Opinion
Opinion filed July 10, 1931. Petition for rehearing denied September 19, 1931.
Appeal from Circuit Court, Charlotte County; Geo. W. Whitehurst, Judge, Reversed.
W. W. Sinclair, for Appellant;
J. H. Hancock and T. J. Ellis, for Appellee.
Appellee Hobbs filed his petition of intervention in the Circuit Court of Charlotte County, Florida, in a chancery cause therein pending wherein a receiver had been appointed to take charge of, hold, manage and conduct the estate, property and assets of Walter N. Helveston, absentee. The petition sought to establish a lien in favor of Hobbs for labor and material alleged to have been performed and furnished by Hobbs to Walter N. Helveston, as owner upon lot 2, of Block 120, of the City of Punta Gorda. See In Re Estate of Walter N. Helveston, 96 Fla. 390, 117 So. 334.
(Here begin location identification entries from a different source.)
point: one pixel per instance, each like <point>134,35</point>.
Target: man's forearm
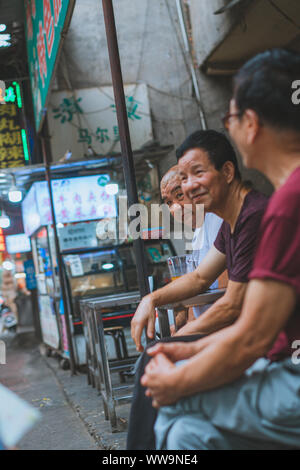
<point>218,362</point>
<point>186,286</point>
<point>218,316</point>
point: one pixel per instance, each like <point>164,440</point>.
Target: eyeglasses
<point>225,119</point>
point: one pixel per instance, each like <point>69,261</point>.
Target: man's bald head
<point>170,178</point>
<point>171,192</point>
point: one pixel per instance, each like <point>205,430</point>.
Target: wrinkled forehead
<point>192,158</point>
<point>169,187</point>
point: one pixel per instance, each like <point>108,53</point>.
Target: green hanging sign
<point>46,24</point>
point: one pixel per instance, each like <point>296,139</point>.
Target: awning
<point>264,24</point>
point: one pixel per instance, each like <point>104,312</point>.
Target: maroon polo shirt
<point>239,246</point>
<point>278,255</point>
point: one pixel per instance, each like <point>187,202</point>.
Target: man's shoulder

After taking and submission of testimony, the court below found and decreed that appellee in privity with and at the request of Walter N. Helveston, absentee, and owner, performed labor and furnished materials in construction of a dwelling house upon the lands described in the petition in a certain amount; that same was still due and unpaid; and directed the receiver to pay the same and in default thereof that the property be sold.
From this decree, appellant J. J. Helveston, as receiver. etc., appealed.
It is contended by appellant that the testimony in this cause wholly fails to support the decree.
The testimony herein shows that at the time of furnishing of the labor and material by Hobbs, Walter N. Helveston held a mortgage upon the lands in the petition described and that after the furnishing of such labor and material and the appointment of J. J. Helveston, as receiver, the said receiver foreclosed the mortgage theretofore held by Walter N. Helveston; that appellee was duly and regularly made a defendant to the foreclosure proceeding; that the said mortgage was alleged in the bill to be prior in dignity to the claims of defendant Hobbs and was decreed by the final decree in said cause to be prior and superior to all claims of defendant Hobbs and ordered paid and upon default in payment was sold by a special master under the direction of the court and bought in at such sale by J. J. Helveston as receiver, which sale appears to have been confirmed and no appeal taken.
In those cases where the proceedings are regular and junior lienholders are duly made parties to the action, the purchaser takes the realty freed from the lien of the junior encumbrancers. 2 Wiltsie on Mortgages (4th Ed.) Sec. 776.
It is insisted by appellee that though his alleged lien be lost by foreclosure, Walter N. Helveston, absentee, promised and agreed to pay for the labor and materials by him performed and furnished upon the building erected upon the land in the petition described and that inasmuch as this claim is pending in a receivership matter before a court of chancery petitioner should therein have judgment against the estate of Walter N. Helveston, absentee, for the amount of his claim.
It appears from the evidence that the labor performed and materials furnished by Hobbs was furnished to and performed for Coles, the owner of the lands upon which the building was erected and the agreement by Walter N. Helveston to pay the debt was an agreement to pay the debt of another which must be in writing.
The testimony discloses no written agreement on the part of Walter N. Helveston to pay.
By section 5779 (3872) Compiled General Laws of Florida, 1927, it is provided that no action shall be brought whereby to charge the defendant upon any special promise to answer for the debt of another person unless the agreement or promise upon which such action shall be brought shall be in writing.
The final decree appealed from is reversed and the cause is remanded with directions to dismiss the petition.
The record in this cause having been considered by the Court, and the foregoing opinion prepared under Chapter 14553, Acts of 1929, adopted by the Court as its opinion, it is considered, ordered and decreed by the Court that the decree of the court below should be, and the same is hereby, reversed, and the cause is remanded with directions to dismiss the petition.
BUFORD, C.J., AND WHITFIELD, ELLIS, TERRELL, BROWN AND DAVIS, J.J., concur.